Society has a tendency to overlook just how complicated the world we live in is. Just take something simple like being able to listen to a song on your phone. For this service to be available there needs to be an artist willing to make the music, a sound engineer willing to record the music, a producer willing to mix together these recordings, a record company willing to distribute the recordings, a music streaming service willing to supply those recordings, a technology company to make a device the streaming service can be used on, and customers willing to buy the service, and employers willing to pay these customers so they can afford the service.
When you consider all of this, it’s actually a miracle that anything gets done. The world we live in is a very complicated, intricate, and interlinked ecosystem. Yet everything still manages to function because everyone seems to do their own individual job. What is so amazing about this is that the majority of the people in the world do this willingly, without needing to be told to do so. Fair enough, a lot of the people don’t like doing their job, but they still do it. In economics this is referred to as the power of the invisible hand.
The concept of the invisible hand has its route in the work of the father of economics, Adam Smith. Smith uses this image of an invisible hand to show the societal benefits that arise out of individuals acting in their own self-interest, and provides this quote which has become the most famous quote in the field of economics.
“It is not from the benevolence of the butcher, the brewer, or the baker that we expect our dinner, but from their regard to their own interest” – Adam Smith, 1776
What Smith is trying to say here is that the reason the butcher provides us with food to eat is not because he is worried that we are hungry, but because he knows we will provide him with money in exchange for the food.
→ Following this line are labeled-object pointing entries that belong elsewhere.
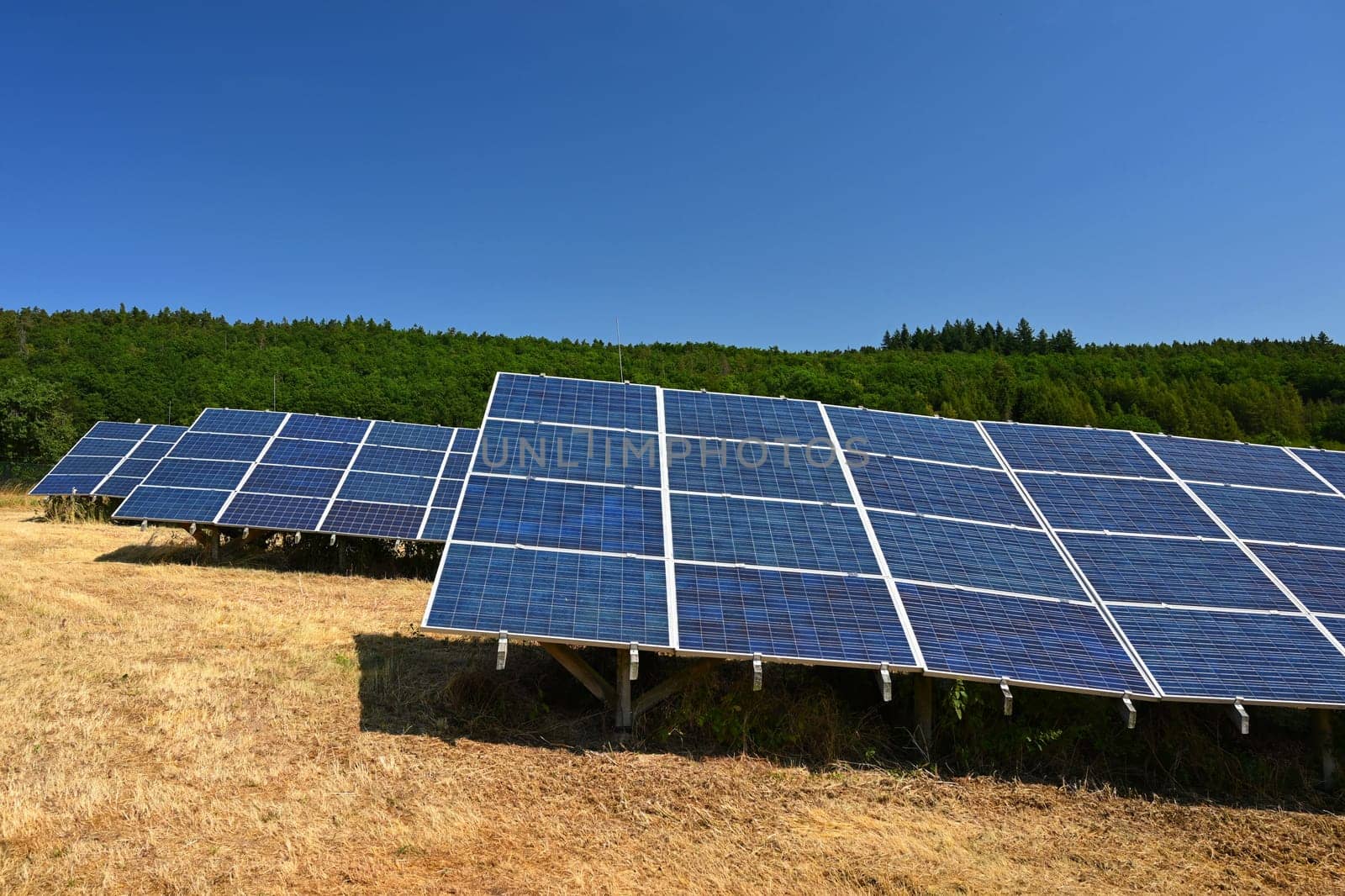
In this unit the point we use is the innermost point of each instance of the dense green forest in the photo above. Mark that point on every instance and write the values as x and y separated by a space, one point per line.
62 372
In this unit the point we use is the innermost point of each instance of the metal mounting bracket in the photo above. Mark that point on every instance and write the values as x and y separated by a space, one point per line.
1127 712
885 683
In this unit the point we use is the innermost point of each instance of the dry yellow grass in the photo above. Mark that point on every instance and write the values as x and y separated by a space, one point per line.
177 728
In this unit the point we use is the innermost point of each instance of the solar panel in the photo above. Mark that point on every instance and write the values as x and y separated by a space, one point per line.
1278 515
1169 571
778 542
992 636
1226 656
1315 575
109 461
1232 463
302 472
1118 505
1064 450
1329 465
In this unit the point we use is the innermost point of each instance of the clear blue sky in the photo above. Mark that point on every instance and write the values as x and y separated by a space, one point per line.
804 175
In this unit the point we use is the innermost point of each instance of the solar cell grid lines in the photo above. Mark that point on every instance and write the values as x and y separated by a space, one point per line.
1118 505
1064 450
109 461
299 472
1328 465
1232 463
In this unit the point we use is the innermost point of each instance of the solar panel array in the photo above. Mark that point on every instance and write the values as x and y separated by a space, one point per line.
1089 560
111 461
304 472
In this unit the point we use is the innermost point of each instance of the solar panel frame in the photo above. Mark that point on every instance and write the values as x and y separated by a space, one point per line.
287 475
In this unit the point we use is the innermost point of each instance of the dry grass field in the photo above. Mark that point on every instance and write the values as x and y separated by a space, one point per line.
181 728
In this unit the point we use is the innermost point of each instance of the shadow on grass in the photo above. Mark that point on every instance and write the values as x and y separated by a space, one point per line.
822 717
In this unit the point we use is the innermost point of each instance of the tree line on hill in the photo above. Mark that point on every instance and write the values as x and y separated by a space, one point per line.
61 372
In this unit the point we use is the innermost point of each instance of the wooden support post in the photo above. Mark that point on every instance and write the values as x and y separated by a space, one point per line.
925 714
623 689
672 685
578 667
1325 744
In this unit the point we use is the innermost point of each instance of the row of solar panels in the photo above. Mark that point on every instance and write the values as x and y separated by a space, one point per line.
604 513
1075 559
276 472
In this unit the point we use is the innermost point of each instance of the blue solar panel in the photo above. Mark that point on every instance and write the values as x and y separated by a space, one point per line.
551 595
1165 571
398 461
1046 642
108 430
954 553
151 451
784 614
437 525
103 447
746 468
245 423
396 435
293 452
464 441
1120 505
1328 463
172 505
324 428
275 512
1231 461
388 488
374 521
941 490
212 447
565 452
66 485
1196 653
109 461
85 465
911 436
768 533
456 466
197 474
1278 515
719 416
166 432
293 481
134 468
1096 451
575 403
1315 575
119 486
556 514
448 493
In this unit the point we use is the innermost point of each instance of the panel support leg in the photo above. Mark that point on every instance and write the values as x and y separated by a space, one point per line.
1325 744
623 692
925 714
587 676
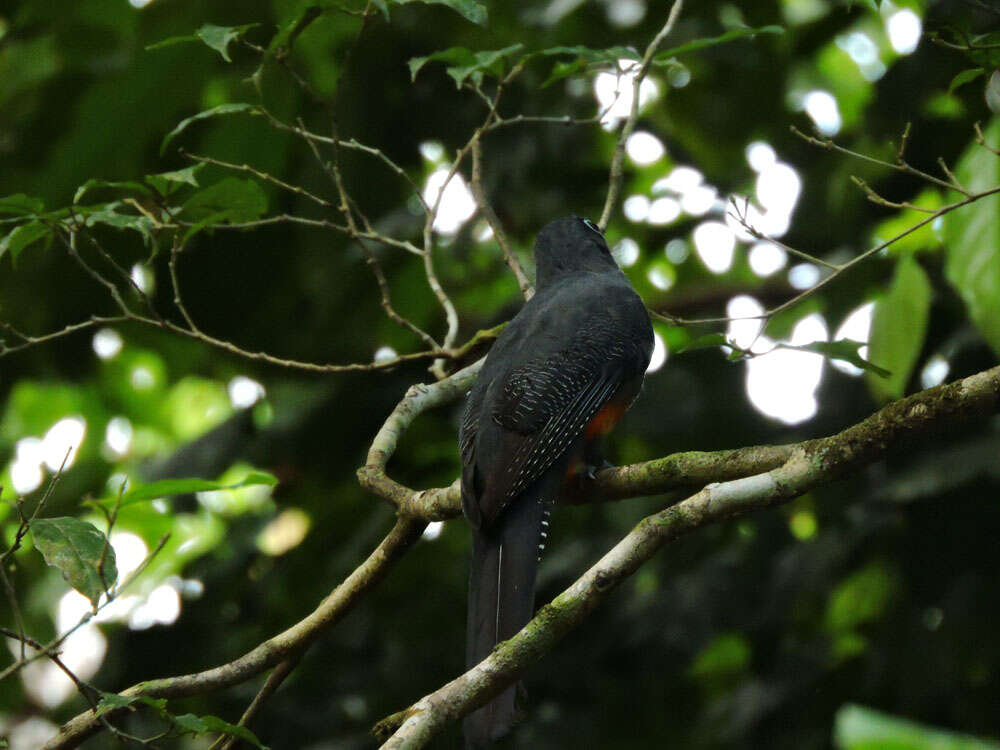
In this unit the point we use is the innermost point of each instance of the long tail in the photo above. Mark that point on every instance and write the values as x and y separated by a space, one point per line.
502 601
So by us acting in our own self-interest and buying food when we are hungry, and the butcher acting in his own self-interest and providing food to people in exchange for money, everyone gains from doing what is in their own self-interest. This may seem like a simple idea, but it is crucial to the functioning of our entire economy, voluntary exchange is the very foundation which capitalism is built on.
So the reason I can listen to music is not because Spotify want me to listen to it. It’s because Spotify want money and I want music, so I provide them with what they want and they provide me with what I want and everyone is better off. So everyone in society gets what they need not because people are generous, but because people are selfish.